Ianto laughs at him, because Jack is always Jack, even when startled or grieving or facing a lover returned from the grave. It’s reassuring, really, and he reaches out to take Jack's hand. “Be my guest,” he offers, dropping his voice to something low and smoky, and Jack groans as he pulls him close. The kiss starts out soft, reacquainting themselves with the familiar touch and taste, and quickly turns desperate. Jack wraps his arms around Ianto’s shoulders, twists his hands into Ianto’s hair, and devours his mouth with lips and teeth and tongue. Ianto meets the fervor as best he can, stripping Jack of his coat with fumbling hands, and they collapse together onto the narrow mattress.
“Tell me again why you got your own room when I'm never letting you out of mine again?” Jack gasps, arching into the questing hands as Ianto unbuttons his shirt.
“Propriety,” Ianto reminds him, even though he can't remember very well either at the moment, breathless at the speed with which he’s being stripped in return. Jack doesn’t bother with getting his slacks off, but simply undoes the zipper and button and shoves them and his pants down around his hips. Ianto whimpers as Jack's hand closes over him, hot and calloused in all the places Ianto remembers, and tries to recover enough coordination to return the favor. It’s difficult, though, when Jack knows just how to touch him, just where to lighten the pressure and where to increase it, in order to drive him out of his mind.

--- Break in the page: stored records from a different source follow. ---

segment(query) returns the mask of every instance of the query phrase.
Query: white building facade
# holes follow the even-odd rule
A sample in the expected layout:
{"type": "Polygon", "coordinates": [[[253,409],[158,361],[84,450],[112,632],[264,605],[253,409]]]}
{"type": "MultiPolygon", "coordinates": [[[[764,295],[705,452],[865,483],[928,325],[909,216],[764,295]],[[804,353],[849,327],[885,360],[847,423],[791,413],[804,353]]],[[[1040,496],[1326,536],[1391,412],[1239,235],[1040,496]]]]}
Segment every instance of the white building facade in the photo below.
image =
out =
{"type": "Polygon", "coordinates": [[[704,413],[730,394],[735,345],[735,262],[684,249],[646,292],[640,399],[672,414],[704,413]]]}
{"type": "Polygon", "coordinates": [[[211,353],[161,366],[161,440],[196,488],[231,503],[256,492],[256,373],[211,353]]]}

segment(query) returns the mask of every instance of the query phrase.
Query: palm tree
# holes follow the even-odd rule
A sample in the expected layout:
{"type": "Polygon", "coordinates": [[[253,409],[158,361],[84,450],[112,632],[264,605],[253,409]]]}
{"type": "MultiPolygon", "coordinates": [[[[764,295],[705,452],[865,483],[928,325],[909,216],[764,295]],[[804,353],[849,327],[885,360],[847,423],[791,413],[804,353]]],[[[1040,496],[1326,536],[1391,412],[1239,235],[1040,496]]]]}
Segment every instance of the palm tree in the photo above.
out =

“Oh, god, Ianto,” Jack murmurs into the side of this throat, then twists to kiss him again, messy and frantic. “Ianto. Thought I’d lost you. God.”
A well-timed twist of that clever, clever hand steals all power of speech from Ianto’s brain, but he shoves his hand between them, knocks Jack’s hand away, and wraps both of them in his grip, pumping hard. Jack hisses, dropping his head to mouth at Ianto’s neck and collarbone, and the press and nit of his teeth only heightens the fire sparking up Ianto’s spine. He gasps, breathless, into Jack's hair and throws his head back, trying to choke down a cry. They're alone in the Hub, the team out at lunch, but they might return at any moment.
Ianto twists his hand, swipes a hand over the crowns of both cocks, and is undone by Jack's heat and scent and simple presence. He cries out, unable to choke it back, and comes in a messy, sticky, utterly satisfying flood between them. Jack groans, sinks his teeth into Ianto’s collarbone, and follows, the hot splash of his come on Ianto’s skin sending another spike of pure desire through the Welshman’s nerve endings.
They collapse together, breathless and shaking with exertion, and Jack wraps Ianto in his arms.
“You're back,” he breathes, and for the first time, he sounds as though he truly believes it.
“I'm home,” Ianto agrees, running his fingers through Jack's sweaty hair, and knows it’s true in every way.